Then have the feet in a boiler of water (nearly full) as hot as can be borne. Keep this water at this heat by taking away water, a little at a time, and substituting hot water. This will soon cause the sweat to pour from the person from top to toe. Geo. stayed in this for three hours the other night and it cured him. I presume they use the same method at the water cure, do they not? I never can endure it long at a time. I am so sorry to hear of the loss of your property! I did not know of it before. I am very glad to hear you have the prospect for another daughter. My mother is not so fortunate, as yet. Please present my congratulations to cousin Lowell. I was afraid cousin Lucy had been sick again, as I had not heard from her for so long a time. I wrote to her recently. I hope she will be able to reply. Mamie was disappointed in getting that school. I presume she will teach next summer.
She will be eighteen a week from today. Lucy was six last Wednesday. Willie will be four the 15 of this month. Henry will be thirteen the 26th of Feb. and Baby l year old the 18 of March. Georgie was sixteen last October. If all the eleven had lived, we would have had a nice family, 6 boys and 5 girls. How many children has Johnnie Brown now? Mother has been sick, but is better again. Willie has been home awhile working at his trade, but has started out again for an engagement as traveling agent. I see they have advertised their place for sale, so I suppose Willie is intending to go somewhere else to settle. It is a great comfort that I still have a good mother living. This world would seem desolate indeed if she were gone. I suppose one never appreciates a parent till they are separated from father or mother. One of my parents I can never more see this side of the grave, and the other very seldom, if at all. I wish we could live near together, Mother and I. The children would be quite a comfort to her in her advancing years.

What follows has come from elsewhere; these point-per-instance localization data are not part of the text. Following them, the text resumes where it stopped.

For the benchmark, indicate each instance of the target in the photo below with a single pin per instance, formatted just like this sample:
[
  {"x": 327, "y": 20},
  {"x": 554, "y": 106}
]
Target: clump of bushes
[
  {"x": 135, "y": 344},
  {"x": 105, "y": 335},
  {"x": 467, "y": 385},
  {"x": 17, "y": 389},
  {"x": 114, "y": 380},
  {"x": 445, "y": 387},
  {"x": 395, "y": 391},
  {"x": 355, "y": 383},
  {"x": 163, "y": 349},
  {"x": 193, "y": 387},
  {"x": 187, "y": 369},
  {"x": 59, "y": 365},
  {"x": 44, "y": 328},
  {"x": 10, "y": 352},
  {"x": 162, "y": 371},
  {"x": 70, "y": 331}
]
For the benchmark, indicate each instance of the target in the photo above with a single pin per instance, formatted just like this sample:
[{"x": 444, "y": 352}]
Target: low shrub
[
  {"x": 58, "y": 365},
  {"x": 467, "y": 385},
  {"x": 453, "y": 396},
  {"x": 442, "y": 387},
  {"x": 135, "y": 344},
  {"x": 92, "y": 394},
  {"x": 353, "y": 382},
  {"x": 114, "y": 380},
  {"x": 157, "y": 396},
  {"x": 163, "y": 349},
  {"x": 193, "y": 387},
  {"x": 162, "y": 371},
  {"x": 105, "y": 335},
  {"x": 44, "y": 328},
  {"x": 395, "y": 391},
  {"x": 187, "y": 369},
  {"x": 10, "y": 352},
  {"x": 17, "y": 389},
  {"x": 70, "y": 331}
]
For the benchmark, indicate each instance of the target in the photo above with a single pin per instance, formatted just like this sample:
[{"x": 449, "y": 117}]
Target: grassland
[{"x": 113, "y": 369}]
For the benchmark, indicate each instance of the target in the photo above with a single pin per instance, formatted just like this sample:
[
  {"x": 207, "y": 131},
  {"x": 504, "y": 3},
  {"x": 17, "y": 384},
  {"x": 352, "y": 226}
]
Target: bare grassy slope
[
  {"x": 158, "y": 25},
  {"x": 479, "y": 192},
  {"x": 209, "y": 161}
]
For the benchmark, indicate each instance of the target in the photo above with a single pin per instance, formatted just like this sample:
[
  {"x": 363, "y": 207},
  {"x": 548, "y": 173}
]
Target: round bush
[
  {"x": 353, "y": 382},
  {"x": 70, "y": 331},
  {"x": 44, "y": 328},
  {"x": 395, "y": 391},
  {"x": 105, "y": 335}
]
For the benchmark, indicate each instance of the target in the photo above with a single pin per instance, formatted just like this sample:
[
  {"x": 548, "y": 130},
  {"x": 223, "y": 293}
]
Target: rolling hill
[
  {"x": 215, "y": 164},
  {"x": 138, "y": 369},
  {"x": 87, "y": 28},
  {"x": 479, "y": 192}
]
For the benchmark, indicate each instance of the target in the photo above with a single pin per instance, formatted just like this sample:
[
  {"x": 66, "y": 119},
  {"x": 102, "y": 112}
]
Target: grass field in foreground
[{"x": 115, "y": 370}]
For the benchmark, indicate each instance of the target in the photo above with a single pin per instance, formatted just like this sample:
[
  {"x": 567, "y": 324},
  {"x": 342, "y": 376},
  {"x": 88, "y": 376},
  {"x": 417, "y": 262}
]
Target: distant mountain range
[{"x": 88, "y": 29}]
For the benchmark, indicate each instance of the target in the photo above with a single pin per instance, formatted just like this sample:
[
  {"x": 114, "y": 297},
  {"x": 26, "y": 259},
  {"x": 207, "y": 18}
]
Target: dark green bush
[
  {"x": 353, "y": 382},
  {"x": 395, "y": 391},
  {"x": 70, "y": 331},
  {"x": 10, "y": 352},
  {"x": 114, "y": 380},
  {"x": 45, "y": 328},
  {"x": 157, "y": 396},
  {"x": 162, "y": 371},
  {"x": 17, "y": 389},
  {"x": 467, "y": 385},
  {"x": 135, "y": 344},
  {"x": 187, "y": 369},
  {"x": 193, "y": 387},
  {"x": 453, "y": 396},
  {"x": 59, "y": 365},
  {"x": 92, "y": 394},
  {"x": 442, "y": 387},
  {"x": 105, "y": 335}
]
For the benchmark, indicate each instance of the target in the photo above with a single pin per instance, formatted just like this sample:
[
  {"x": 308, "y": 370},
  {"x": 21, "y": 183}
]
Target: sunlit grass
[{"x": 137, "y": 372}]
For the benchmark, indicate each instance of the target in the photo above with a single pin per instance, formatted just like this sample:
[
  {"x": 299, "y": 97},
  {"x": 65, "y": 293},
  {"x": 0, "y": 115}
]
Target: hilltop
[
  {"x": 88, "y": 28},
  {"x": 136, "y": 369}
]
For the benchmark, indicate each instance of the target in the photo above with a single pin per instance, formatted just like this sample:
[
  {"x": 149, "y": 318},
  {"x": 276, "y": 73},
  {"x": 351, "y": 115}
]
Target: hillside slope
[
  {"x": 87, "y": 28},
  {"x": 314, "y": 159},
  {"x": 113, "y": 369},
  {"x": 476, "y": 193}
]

It seems as though I could see you, as you started to smooth your hair and change your dress to meet your children. How I wish I could stop in and make you a visit. Our folks think I look like Aunt Martha since I have grown fleshy. I weigh over 150 and so does Mamie. If we had had an ordinarily good crop we could have been entirely out of debt this last fall. We had 150 acres of wheat, but it did not even pay expenses. We have to buy our flour, paying $3.50 a hundred. We were all invited away to Ben Lockey's for Christmas. Geo. was unable to go so kept the baby and stayed with Grandpa! The rest of us all went. We had invited Mr. Lockey's family for yesterday, Sat. for New Year's but it was so cold they did not come. They live seven miles away. We have had very pleasant weather till lately. Now it is very cold just at present, but no snow as yet. Not much like last winter. I have been writing with the children all about me and the little ones are not out and about still.
My letter doesn't seem worth much, but it is full of love and good wishes from us all to Aunt Martha. Thank cousin Laura for the line she wrote. I haven't forgotten that it was my end of the correspondence that lagged and I'll try to write to her sometime.
Most affly your Niece,
Mary E. L. Carpenter
My husband sends his love to Aunt Martha.